As part of its latest attempt to deter migrants from seeking refuge at the U.S. southern border, the Trump administration has initiated a series of agreements with Central American countries and says they’re moving toward a new process that allows asylum seekers to be more easily turned away.
A new agreement Wednesday between acting U.S. Secretary of Homeland Security Kevin McAleenan and the Honduran government would enable the U.S. to send migrants back to Northern Triangle countries, including Guatemala and El Salvador. While some details remain to be hashed out, the move essentially designates the northern region — one of the world’s most poor and violent areas — as a potential safe haven for refugees.
At a U.N. meeting with President Donald Trump and President Nayib Bukele of El Salvador, McAleenan touted the “tremendous partnership” between the two countries.
“I really see the advances that you’re making on ending forced migration as very productive for the region and we’ll be there along side supporting you,” McAleenan said.
El Salvador joined in a similar agreement with McAleenan last week. Officials at U.S. Homeland Security continue to negotiate details with various Central American counterparts.
The insistence that Northern Triangle countries could accept migrants fleeing crime and violence has prompted swift backlash from human rights and immigration advocacy groups.
The region has some of the highest homicide rates in Latin America. El Salvador struggles with high unemployment and low wages, according to the U.S. government’s own data.
A study by Doctors Without Borders on why people are fleeing the Northern Triangle cited El Salvador as having the highest murder rate in the world in 2015, and said 150,000 people had been killed in the three Northern Triangle countries in the last decade.
The State Department consistently warns Americans against traveling to the region. The crime and economic instability in the Northern Triangle is considered a major reason why Central Americans account for a significant number of migrants arriving at the U.S.-Mexico border.

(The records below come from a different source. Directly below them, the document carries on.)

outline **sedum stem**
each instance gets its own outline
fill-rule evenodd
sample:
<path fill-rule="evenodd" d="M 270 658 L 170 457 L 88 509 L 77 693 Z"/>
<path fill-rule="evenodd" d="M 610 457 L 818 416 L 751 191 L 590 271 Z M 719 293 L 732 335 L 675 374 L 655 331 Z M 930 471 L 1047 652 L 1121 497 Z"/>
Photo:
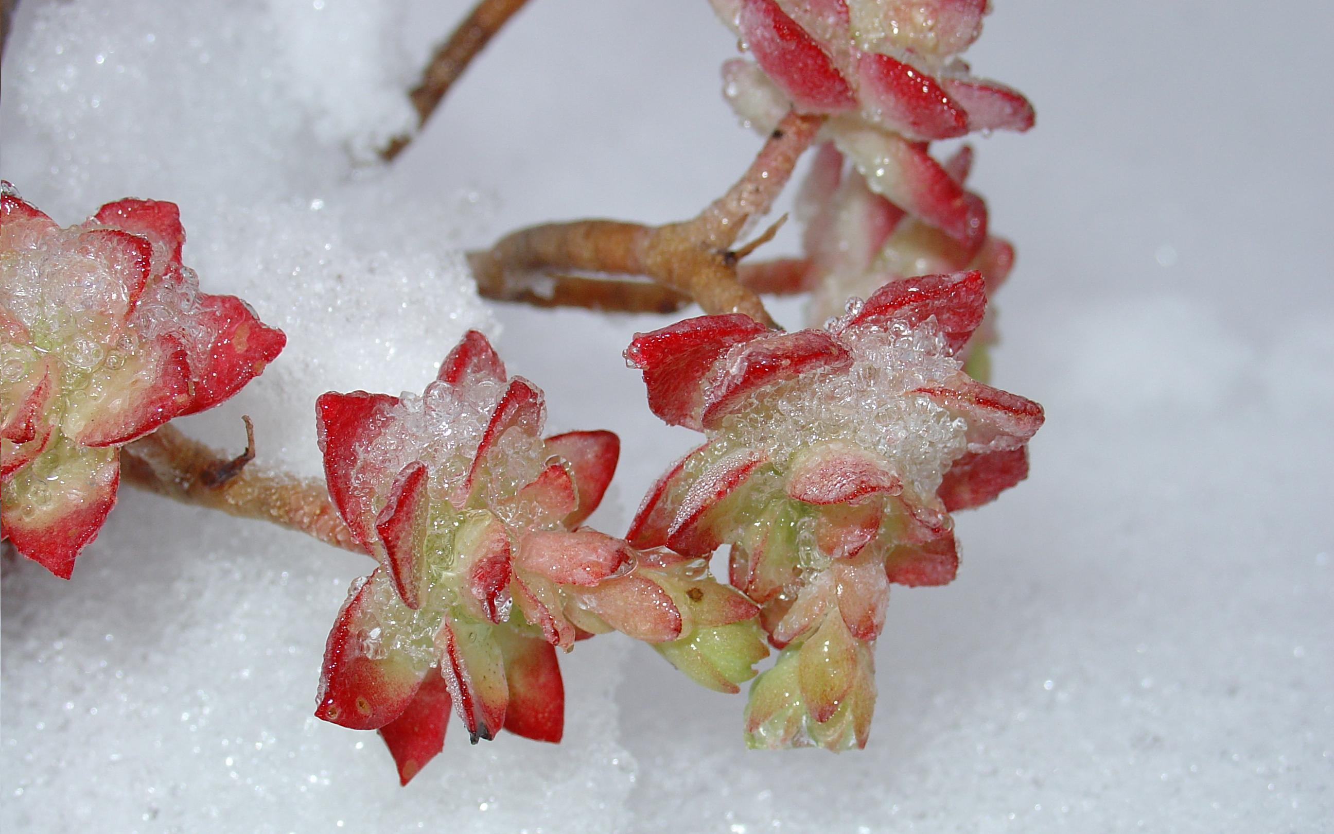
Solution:
<path fill-rule="evenodd" d="M 548 275 L 552 271 L 644 275 L 674 294 L 695 300 L 707 314 L 742 312 L 776 328 L 759 296 L 738 280 L 738 262 L 754 246 L 740 251 L 734 251 L 732 246 L 747 220 L 768 212 L 791 177 L 796 159 L 810 147 L 823 123 L 823 116 L 788 112 L 736 184 L 691 220 L 658 227 L 618 220 L 575 220 L 534 226 L 507 235 L 490 251 L 468 255 L 478 288 L 487 298 L 504 300 L 528 300 L 527 296 L 539 295 L 547 299 L 543 306 L 551 306 L 555 294 L 544 295 L 535 287 L 542 287 L 543 280 L 552 280 Z M 767 240 L 771 234 L 772 230 L 759 242 Z M 535 282 L 534 275 L 542 278 Z M 792 283 L 790 275 L 784 275 Z M 628 290 L 630 282 L 615 283 L 619 286 L 608 288 L 606 296 L 623 292 L 627 303 L 643 300 L 635 294 L 644 291 Z M 584 296 L 578 292 L 566 298 L 578 299 L 572 303 L 579 306 L 595 306 L 579 303 Z"/>
<path fill-rule="evenodd" d="M 422 72 L 422 80 L 408 92 L 412 107 L 418 112 L 418 129 L 426 125 L 431 113 L 440 105 L 444 93 L 450 92 L 463 71 L 468 68 L 482 49 L 504 27 L 504 24 L 524 7 L 528 0 L 482 0 L 467 17 L 459 23 L 450 39 L 440 44 L 431 63 Z M 390 143 L 382 155 L 387 160 L 398 156 L 412 141 L 411 136 L 399 136 Z"/>
<path fill-rule="evenodd" d="M 247 466 L 255 455 L 248 418 L 245 428 L 245 452 L 225 458 L 168 423 L 121 447 L 120 480 L 184 504 L 269 522 L 325 544 L 367 552 L 334 508 L 323 482 Z"/>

“Where will they declare a haven for asylum seekers next? Syria? North Korea? This is cynical and absurd,” said Eric Schwartz, president of Refugees International.
Stéphane Foulon, the regional head of Doctors Without Borders, said the international medical aid organization is barely able to handle the number of deportees already sent back to El Salvador.
“These deals are only going to create more suffering for people who have fled violence in their home countries, and who suffer further along the migration route in Mexico,” Foulon said in a statement Wednesday. “They will now most likely will suffer even more in El Salvador.”
For the U.S., the accord is part of an elaborate patchwork of rules and regulations aimed at preventing another surge of migration this fall. The number of undocumented migrants stopped at the U.S.-Mexico border this budget year is expected to fall just shy of 1 million, according to Customs and Border Protection — more than the first two years of Trump’s time in office combined.
“[The Salvadorans] have a developing asylum capacity,” McAleenan said last week. “We seek to support that and recognize it,”
El Salvador’s Foreign Minister Alexandra Hill called their agreement with the U.S. a “win-win” situation and described it as a level of help that “had not been done in 15 years.” She also said the new government there is serious about solving the countries’ problems.
“We need to reconstruct and rebuild our relationships with the United States,” Hill said.